Jerusalem has temporarily deployed its forces into largely uninhabited areas of critical terrain to prevent Syrian rebels from using them to threaten Israel. It has also been conducting precision attacks against weaponry that would otherwise fall into jihadist hands.
Turkey, meanwhile, has carried out airstrikes against Kurds in northern Syria, while its proxies have killed and kidnapped civilians. Looting and burning homes, the Turkish-backed Syrian National Army has seized the northern towns of Tal Rifaat and Manbij, previously held by the US-backed and largely Kurdish Syrian Democratic Forces which played a key role in vanquishing the Islamic State.
Turkey’s condemnation of Israel’s legitimate defensive actions is perhaps understandable for a regime that wants to deflect from its expansionist activity in Syria. Outspoken criticism has also been heaped on Israel’s actions by Iran, again hardly surprising as the ayatollahs lick the wounds inflicted by their ignominious withdrawal from Syria and the devastation wreaked on their number one proxy, Hezbollah, both from Israeli military assault and the loss of Syrian territory vital for its survival.
However, right on cue, the UN, never willing to miss an opportunity to attack Israel, also demanded that the IDF pull back from the buffer zone and cease its air strikes against Syrian military assets. France, too, leapt onto the anti-Israel bandwagon. Search as I might, I have seen only tumbleweed at the UN and across much of the media on Turkey’s egregious assaults against northern Syria in the last few days, even though there have been reports of several hundred killed.
Israel is accused of breaching the 1974 Disengagement Agreement with Syria following the Yom Kippur War. Israel’s position is that, with the fall of the regime, that agreement is void until order is restored in the country. Given current instability, the potential for infiltration from Syria is obvious. Indeed, last weekend, the IDF had to come to the aid of peacekeepers when a UN post on the edge of the buffer zone was attacked by a group of armed men.
As for the destruction of Syrian planes, ships, tanks, missiles, chemical weapons and armaments factories, it is equally obvious that no responsible country could risk these weapons being seized by any of the jihadist gangs that now have free rein in Syria. Aside from the direct threat to Israel, let us not forget the vast quantities of advanced weaponry that were distributed around the region after the withdrawal of Western forces from Afghanistan and the fall of Gaddafi in Libya.
As we were belatedly thankful for Israel’s destruction of Iraq’s nuclear weapons programme in 1981 and Syria’s in 2007, we should now be grateful to the Jewish state for making the world safer, rather than the knee-jerk ‘Israel bad’ reaction.
Prime Minister Netanyahu rightly likened his airstrikes in Syria to Churchill’s 1940 bombing of the French fleet at Mers-el-Kébir in Algeria.

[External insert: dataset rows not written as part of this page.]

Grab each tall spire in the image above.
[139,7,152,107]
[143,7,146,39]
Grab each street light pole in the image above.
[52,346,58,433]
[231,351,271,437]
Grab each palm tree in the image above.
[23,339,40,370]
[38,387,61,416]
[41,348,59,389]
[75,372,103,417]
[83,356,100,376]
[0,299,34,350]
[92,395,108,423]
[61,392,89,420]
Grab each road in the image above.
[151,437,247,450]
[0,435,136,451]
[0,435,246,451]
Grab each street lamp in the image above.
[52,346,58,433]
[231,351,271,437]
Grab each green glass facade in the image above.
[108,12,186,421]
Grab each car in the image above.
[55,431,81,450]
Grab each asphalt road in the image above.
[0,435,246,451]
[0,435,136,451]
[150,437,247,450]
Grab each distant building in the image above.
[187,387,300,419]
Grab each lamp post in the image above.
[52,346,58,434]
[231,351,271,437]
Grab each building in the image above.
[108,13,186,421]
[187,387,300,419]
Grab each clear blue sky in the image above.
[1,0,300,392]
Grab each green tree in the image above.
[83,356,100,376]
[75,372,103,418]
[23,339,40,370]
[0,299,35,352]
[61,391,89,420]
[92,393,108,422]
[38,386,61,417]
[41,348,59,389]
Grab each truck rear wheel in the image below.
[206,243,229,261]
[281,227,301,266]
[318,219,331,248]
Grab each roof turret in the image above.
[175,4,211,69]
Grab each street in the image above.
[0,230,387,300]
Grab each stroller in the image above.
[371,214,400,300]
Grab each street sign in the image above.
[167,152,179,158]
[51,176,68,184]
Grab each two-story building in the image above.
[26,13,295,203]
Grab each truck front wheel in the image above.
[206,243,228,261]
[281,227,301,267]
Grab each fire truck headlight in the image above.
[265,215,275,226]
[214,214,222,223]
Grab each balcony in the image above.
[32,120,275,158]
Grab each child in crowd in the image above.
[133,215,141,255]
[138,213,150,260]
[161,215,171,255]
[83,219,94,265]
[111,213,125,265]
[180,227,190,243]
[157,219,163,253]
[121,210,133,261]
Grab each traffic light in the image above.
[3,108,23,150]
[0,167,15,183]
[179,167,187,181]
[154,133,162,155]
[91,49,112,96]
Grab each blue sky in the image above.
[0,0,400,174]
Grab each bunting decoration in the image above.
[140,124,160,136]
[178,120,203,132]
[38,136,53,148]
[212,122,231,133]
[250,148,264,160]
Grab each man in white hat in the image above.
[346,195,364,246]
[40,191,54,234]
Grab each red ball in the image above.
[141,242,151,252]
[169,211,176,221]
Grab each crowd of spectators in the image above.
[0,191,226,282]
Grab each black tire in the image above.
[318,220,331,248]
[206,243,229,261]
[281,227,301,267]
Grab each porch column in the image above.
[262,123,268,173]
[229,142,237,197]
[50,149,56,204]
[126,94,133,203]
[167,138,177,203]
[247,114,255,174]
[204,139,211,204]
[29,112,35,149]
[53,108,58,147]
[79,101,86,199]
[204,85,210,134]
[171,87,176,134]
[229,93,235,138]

The purpose of that was twofold. Firstly to prevent the warships from enlarging the Nazi Kriegsmarine and secondly to demonstrate Britain’s resolve to fight on after the fall of France.
In Israel’s case, the denial of these munitions to jihadist gangs is equally vital. But there is also much to be gained from a demonstration of ruthlessness in a region that respects strength above all else, regardless of hand-wringing by the cold and timid souls in UN headquarters for whom Israel can do nothing right anyway.
The contrast between Israel’s and Turkey’s actions in Syria could not be more stark. President Erdogan’s agenda is the domination of Syria and the crushing of his Kurdish opponents. Netanyahu’s is the defence of his country from aggression on this front as well as six others.
Erdogan gives us a lesson in savage repression, Netanyahu in strategic resolve. But there is another lesson also: the moral inversion among international bodies and much of the media, whose full-throated attacks on Jerusalem and silence on Ankara embody the shameful anti-Israel propaganda campaign that has been growing relentlessly since October 7 last year.